The ITP is associated with production of anti-platelet antibodies. Sakai and colleagues [4] have reported that immunoglobulin G-k type M-protein is produced by MALT lymphoma and is the culprit in causing ITP. However, the details of the mechanism remain unclear [4].
Primary pulmonary MALT lymphoma is diagnosed with pathologic examination and immunohistochemical studies usually after exploratory thoracotomy, as in our case. Kamiuehera and colleagues [5] summarized 53 cases of primary pulmonary lymphoma in Japan and found that definitive diagnosis was established during and after surgery in 72.2% of patients, with 5.6% at autopsy and 20.3% with transbronchial and percutaneous biopsy [5].

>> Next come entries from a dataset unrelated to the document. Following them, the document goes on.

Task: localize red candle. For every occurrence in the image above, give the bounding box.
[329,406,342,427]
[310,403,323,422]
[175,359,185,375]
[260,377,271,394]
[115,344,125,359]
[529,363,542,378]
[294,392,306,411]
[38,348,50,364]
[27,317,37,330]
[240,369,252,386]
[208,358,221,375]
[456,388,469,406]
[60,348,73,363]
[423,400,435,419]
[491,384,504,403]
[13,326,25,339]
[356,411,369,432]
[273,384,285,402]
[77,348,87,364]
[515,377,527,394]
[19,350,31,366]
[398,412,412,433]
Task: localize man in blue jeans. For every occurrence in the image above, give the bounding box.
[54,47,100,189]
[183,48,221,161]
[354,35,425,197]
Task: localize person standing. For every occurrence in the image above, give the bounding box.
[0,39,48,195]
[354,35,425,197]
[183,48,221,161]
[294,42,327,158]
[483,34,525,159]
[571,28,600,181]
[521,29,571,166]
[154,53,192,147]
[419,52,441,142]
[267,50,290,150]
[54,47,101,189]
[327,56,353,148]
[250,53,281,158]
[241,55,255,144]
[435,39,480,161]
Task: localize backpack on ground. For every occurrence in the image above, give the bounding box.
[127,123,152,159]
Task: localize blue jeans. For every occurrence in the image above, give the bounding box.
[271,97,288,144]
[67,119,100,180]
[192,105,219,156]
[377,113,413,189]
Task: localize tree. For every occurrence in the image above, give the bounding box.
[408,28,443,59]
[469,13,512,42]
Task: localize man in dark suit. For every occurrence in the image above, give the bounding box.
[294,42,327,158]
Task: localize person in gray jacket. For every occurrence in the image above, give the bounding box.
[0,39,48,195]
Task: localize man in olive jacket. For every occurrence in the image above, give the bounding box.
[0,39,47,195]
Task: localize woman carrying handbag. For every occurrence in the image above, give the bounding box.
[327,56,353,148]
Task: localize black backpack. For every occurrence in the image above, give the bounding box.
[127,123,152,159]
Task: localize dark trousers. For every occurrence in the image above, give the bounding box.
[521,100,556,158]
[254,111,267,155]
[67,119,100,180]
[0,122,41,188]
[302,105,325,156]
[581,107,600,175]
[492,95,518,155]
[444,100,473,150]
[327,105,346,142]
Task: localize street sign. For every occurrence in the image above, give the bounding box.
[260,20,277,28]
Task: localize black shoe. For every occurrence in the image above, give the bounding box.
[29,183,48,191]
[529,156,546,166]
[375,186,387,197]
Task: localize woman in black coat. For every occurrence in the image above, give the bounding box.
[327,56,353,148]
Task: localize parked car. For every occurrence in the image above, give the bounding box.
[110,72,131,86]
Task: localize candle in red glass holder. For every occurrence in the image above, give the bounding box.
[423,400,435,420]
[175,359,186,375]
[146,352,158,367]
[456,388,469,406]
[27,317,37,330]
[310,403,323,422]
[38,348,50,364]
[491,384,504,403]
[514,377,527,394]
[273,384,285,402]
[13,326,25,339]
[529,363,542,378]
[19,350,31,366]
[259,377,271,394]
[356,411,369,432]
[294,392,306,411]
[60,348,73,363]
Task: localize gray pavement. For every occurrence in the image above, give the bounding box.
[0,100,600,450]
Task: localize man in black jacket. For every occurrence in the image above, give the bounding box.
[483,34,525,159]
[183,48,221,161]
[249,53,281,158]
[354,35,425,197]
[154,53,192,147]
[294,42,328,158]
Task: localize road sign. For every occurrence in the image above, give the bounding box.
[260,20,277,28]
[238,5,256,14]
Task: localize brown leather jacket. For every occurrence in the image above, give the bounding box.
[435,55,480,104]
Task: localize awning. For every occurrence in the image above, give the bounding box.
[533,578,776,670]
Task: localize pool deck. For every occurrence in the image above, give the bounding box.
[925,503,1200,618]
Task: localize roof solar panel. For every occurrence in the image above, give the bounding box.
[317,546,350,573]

The prognosis of primary pulmonary lymphoma is generally favorable in most series, with a 5-year survival rate of more than 80%, and a median survival time of more than 10 years [5]. Although adjuvant chemotherapy was given in all three reported cases of ITP associated with gastric MALToma to achieve complete remission of ITP, as with most cases, there was resistance to the steroid therapy [6] similar to our case. It was believed that this was not justified here, due to lack of any evidence and the fact that the patient had restored her normal platelet count shortly after lung resection.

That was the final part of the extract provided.